Uno de los elementos que tienen de promoción turística son las aguas termales.
Sí, es más un movimiento de fin de semana y de tratamiento puntual. Quiero decir que la gente no viene a pasar un mes. Antes venía la gente de Barcelona a pasar el verano: llegaban con los primeros calores y se marchaban cuando empezaban las escuelas. Ahora esto pasa cada vez menos: la gente ya viene a vivir aquí.

Un pueblo de veraneo, vaya.
Sí, hay una ruta modernista muy interesante. Los señores de Barcelona se instalaban aquí, iban a tomar las aguas, y han dejado un legado artístico muy interesante.

Y que además, están muy bien situados.
Sí, tenemos una climatología especial. Una especie de microclima que hace que aquí no haga tanto frío ni tanto calor como en otros municipios. Estamos justo donde empieza el Congost, y supongo que debe tener que ver. Por eso estamos tan a gusto.

¿Qué proyectos importantes se están llevando a cabo?
Somos un municipio que estamos muy faltos de equipamientos. Así como a nivel educativo tenemos una gran oferta-tenemos escuela de música, de arte y de dibujo municipal y equipamientos deportivos-, en cuanto a los cívicos, no tenemos y no sabría decirte porque. Y entonces apostamos por ello, para un gran proyecto. Pero lo digo con la boca pequeña porque hace siete años que se proyecta y no la acabamos de cerrar. Se trata de una fábrica que se llama Can Luna y que está instalada en el centro del pueblo. Debe pasar a ser municipal, para que se convierta en el centro de referencia del municipio.

Todo llegará.
Aún hay más: el proyecto de Can Raspall, por ejemplo, que son dos casas restauradas del arquitecto Joaquim Maria Raspall, que serán un lugar donde nos trasladaremos una parte del Ayuntamiento. Será un centro de turismo, el lugar de salida de la ruta modernista. Después estamos restaurante otra casa que también nos han dado con un convenio urbanístico, y que llamamos la Torre del Fanal, que debe ser nuestro centro de entidades. Ah! Y nos están haciendo un nuevo CAP.
 
Grandes cambios.
Y aún más porque pienso que esta legislatura será una gran apuesta de reforma del centro, porque pensamos hacerlo peatonal. Tenemos en contra de algún comerciante y algunos ciudadanos, porque el tema de apartarse del aparcamiento del centro está llevando un poco de polémica, como en todas partes. Pero debe hacerse por fases para que en La Garriga tenemos dos grandes fechas: la campaña de Navidad y Corpus, donde llenamos las calles de alfombras.

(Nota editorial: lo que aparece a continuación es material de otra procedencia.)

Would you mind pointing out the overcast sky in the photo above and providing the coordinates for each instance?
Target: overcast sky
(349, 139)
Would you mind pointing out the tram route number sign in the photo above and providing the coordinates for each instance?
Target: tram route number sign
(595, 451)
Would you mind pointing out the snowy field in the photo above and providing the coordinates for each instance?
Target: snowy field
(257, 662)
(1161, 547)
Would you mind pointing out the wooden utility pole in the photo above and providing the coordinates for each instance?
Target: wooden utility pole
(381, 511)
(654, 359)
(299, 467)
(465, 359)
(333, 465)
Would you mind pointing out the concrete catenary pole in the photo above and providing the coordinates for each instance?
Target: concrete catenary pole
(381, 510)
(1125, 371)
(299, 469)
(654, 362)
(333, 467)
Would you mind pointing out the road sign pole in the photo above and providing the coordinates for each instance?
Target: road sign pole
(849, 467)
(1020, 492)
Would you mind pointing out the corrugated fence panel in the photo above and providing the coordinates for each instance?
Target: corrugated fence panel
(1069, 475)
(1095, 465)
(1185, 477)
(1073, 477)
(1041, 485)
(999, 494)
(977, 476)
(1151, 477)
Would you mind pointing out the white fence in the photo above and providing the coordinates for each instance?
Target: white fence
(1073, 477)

Se la ve muy entusiasmada en todo lo que hace.
Lo vivo mucho, lo reconozco. Me gusta saber todo lo que se hace y lo que se deja de hacer porque me da mucha inseguridad tener que hablar de un tema que no conozco. Supongo que el hecho de estar acostumbrado a ser profesora y tener el hábito de preparar mis clases antes, hace que en política haga lo mismo.

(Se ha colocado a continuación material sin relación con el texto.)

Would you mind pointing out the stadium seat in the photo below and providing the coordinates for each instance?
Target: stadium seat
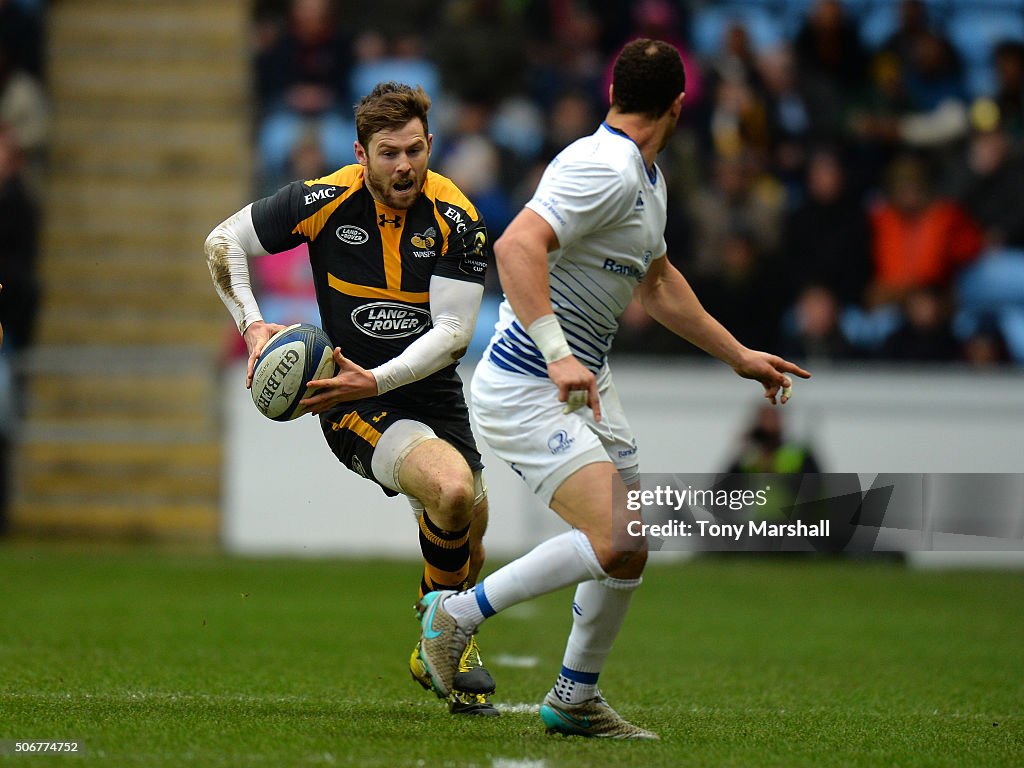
(1012, 325)
(975, 32)
(710, 25)
(878, 23)
(993, 288)
(993, 283)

¿Y su labor política? ¿Tiene mucho futuro?

Siempre he dicho que como cabeza de lista sólo me presentaría a dos legislaturas, y de hecho mi compromiso con el Partido era para el 2003 y 2007. Pero si sigo o no, me plantearé el último año. No pienso en el redite electoral, porque mi aspiración no es la política. Y eso siempre es una ventaja.